Current learning methods employ representations that make it
difficult to encode simplification and specific examples, and
learning is based on random exploration that is difficult to direct.
NEAT is a learning system where the learned decision policy is
represented in neural networks and learned through evolutionary
optimization, i.e. genetic algorithms. NEAT evolves network structure
as well as weights, which makes it possible in principle to
incorporate human guidance in three ways: (1) building a gradually
more complex network structure through shaping from simple to more
complex tasks, (2) training networks with examples of human behavior,
and (3) converting human-designed rules into network structures.

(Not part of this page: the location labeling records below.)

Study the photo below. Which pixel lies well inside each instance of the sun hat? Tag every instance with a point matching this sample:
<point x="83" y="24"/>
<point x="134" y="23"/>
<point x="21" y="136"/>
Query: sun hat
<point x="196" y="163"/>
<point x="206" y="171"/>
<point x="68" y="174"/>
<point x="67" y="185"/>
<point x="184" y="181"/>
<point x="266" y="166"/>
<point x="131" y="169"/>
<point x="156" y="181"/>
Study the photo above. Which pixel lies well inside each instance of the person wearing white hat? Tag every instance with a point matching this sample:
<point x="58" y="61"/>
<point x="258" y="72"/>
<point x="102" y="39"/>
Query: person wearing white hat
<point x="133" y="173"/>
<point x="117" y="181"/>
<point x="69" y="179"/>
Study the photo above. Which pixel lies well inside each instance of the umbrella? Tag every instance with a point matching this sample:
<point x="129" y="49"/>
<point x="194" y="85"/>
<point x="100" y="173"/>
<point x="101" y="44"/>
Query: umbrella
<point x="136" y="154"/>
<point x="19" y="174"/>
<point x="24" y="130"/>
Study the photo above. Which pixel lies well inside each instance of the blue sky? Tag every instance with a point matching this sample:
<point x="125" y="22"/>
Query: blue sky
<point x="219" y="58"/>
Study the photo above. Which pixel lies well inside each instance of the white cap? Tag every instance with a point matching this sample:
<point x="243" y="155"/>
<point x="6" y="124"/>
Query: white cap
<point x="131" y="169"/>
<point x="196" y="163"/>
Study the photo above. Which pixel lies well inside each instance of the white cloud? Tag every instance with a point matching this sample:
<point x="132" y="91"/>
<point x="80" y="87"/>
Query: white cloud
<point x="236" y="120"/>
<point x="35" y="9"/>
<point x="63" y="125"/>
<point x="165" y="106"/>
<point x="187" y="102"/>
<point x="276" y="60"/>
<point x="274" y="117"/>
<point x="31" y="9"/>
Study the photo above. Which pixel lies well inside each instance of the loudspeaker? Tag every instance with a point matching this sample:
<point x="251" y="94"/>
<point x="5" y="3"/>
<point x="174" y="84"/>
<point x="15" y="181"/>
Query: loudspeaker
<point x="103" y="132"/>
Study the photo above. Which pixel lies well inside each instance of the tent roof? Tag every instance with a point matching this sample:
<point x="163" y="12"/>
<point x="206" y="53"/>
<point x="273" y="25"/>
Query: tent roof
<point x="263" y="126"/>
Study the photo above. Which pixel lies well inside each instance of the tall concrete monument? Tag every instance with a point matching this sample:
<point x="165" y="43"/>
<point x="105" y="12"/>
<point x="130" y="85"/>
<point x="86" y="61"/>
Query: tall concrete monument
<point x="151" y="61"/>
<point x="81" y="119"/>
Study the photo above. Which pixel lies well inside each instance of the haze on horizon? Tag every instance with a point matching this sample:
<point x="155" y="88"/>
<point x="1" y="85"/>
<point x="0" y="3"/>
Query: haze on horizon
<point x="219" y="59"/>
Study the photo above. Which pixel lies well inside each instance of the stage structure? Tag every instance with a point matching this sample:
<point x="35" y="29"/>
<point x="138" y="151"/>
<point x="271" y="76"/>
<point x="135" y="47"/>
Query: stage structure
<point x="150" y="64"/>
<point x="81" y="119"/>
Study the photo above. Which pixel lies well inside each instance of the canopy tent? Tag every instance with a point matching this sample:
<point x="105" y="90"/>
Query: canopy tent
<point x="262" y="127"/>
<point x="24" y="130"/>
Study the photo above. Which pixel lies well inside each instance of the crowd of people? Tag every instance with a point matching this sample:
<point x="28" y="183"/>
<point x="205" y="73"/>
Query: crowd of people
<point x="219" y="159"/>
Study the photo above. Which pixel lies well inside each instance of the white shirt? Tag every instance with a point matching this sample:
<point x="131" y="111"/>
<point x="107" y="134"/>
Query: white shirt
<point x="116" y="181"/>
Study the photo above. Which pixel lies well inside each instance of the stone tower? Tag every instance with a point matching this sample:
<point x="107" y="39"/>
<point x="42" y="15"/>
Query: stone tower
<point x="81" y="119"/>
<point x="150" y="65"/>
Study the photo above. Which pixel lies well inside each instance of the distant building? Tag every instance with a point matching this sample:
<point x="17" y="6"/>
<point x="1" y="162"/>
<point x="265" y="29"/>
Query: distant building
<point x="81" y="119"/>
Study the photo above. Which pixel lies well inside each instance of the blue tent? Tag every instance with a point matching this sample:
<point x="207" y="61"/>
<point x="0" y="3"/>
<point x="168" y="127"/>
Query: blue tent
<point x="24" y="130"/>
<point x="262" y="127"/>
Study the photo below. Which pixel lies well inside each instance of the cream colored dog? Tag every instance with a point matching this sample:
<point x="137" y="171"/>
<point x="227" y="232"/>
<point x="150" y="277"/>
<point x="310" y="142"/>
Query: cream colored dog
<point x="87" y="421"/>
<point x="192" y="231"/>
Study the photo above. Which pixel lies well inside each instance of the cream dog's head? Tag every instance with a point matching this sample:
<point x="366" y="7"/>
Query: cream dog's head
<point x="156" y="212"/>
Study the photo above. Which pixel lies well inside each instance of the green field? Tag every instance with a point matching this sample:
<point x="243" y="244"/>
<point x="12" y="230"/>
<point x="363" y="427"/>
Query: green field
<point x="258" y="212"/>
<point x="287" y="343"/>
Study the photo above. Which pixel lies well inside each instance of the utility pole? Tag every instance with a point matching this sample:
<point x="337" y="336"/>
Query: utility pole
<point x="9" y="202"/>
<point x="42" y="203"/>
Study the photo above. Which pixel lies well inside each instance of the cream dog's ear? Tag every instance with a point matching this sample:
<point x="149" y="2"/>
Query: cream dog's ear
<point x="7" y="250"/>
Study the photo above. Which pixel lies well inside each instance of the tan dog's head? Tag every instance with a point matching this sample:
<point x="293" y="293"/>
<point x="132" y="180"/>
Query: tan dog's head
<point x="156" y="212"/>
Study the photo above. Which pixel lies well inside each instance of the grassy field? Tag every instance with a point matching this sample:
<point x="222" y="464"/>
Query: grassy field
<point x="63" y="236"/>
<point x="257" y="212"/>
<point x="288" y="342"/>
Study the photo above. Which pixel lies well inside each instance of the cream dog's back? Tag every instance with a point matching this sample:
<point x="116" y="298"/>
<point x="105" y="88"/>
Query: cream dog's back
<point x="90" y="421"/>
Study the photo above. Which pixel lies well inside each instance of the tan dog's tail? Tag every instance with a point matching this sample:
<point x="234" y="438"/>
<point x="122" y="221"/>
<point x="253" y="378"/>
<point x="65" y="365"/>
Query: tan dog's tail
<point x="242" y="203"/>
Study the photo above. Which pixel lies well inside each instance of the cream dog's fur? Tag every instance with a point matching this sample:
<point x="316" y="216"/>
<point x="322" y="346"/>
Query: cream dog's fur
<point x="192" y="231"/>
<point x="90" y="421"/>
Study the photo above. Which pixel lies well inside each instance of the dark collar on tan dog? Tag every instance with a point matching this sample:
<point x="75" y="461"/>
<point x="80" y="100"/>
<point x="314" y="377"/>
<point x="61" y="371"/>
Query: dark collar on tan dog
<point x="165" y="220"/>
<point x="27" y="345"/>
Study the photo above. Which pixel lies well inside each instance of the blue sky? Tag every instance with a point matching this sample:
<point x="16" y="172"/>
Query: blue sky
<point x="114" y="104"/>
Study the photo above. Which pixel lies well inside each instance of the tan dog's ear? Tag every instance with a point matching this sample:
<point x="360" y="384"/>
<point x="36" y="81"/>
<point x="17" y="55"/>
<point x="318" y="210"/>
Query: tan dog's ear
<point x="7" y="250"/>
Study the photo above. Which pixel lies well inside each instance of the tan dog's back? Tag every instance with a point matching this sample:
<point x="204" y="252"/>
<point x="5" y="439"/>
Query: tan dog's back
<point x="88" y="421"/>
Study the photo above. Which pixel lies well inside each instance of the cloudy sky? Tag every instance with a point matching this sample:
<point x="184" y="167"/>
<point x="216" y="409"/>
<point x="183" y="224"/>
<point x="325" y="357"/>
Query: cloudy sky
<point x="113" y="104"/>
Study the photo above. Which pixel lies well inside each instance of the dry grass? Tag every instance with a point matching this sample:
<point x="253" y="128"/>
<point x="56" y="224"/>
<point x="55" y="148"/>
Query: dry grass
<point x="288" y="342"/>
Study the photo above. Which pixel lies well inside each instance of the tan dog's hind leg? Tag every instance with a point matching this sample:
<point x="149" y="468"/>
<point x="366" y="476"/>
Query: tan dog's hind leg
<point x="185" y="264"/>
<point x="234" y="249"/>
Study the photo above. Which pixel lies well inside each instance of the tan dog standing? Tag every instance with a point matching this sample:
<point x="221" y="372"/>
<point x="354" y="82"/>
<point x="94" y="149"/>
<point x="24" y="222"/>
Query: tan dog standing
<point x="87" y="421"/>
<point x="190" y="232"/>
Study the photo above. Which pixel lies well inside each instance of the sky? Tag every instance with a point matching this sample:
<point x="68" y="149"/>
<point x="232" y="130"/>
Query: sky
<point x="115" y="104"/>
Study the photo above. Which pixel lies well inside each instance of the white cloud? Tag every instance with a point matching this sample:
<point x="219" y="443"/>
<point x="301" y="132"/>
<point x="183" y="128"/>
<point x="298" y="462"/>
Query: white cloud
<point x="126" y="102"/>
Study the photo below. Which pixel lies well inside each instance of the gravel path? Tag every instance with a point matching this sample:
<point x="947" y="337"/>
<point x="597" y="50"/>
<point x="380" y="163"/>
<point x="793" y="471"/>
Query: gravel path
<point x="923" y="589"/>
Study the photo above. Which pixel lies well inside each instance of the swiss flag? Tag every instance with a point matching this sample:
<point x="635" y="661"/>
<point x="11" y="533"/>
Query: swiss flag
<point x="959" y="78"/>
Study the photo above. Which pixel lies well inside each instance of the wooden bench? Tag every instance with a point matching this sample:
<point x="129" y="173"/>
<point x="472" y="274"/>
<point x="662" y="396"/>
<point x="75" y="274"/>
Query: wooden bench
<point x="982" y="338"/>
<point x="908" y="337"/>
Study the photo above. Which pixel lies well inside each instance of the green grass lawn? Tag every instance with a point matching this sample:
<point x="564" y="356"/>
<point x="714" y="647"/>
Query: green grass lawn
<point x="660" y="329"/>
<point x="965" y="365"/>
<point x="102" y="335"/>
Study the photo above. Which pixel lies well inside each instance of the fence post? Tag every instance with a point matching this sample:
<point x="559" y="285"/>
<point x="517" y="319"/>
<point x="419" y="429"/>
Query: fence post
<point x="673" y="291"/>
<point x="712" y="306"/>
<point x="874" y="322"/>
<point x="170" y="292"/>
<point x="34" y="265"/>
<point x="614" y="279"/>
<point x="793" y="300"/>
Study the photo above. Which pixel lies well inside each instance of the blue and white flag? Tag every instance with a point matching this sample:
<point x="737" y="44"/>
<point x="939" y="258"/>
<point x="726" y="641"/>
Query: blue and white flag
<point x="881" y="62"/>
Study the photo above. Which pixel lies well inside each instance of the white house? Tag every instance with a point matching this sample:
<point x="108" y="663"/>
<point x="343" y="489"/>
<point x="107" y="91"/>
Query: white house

These techniques will be developed and evaluated in the domain of
designing complex behaviors for autonomous agents in the OpenNERO 3D
simulation environment. In a series of human subject experiments, the
solutions designed through human-guided neuroevolution will be
compared to those designed by human engineers and to those discovered
by neuroevolution alone, verifying that (a) the human-guided approach
results in better solutions, and (b) those solutions are more creative.
The result of this project is a machine learning approach will allow
engineers to generate creative designs to many real-world sequential
decision problems. Applications of this approach will lead to safer
and more efficient vehicle, traffic and robotic control, improved
process and manufacturing optimization, and more efficient computer
and communication systems. It will also make the next generation of
video games possible, with characters that exhibit realistic and
adaptive behaviors; such technology should lead to more effective
educational and training games in the future.
This research is supported by the National Science Foundation under grant IIS-0757479.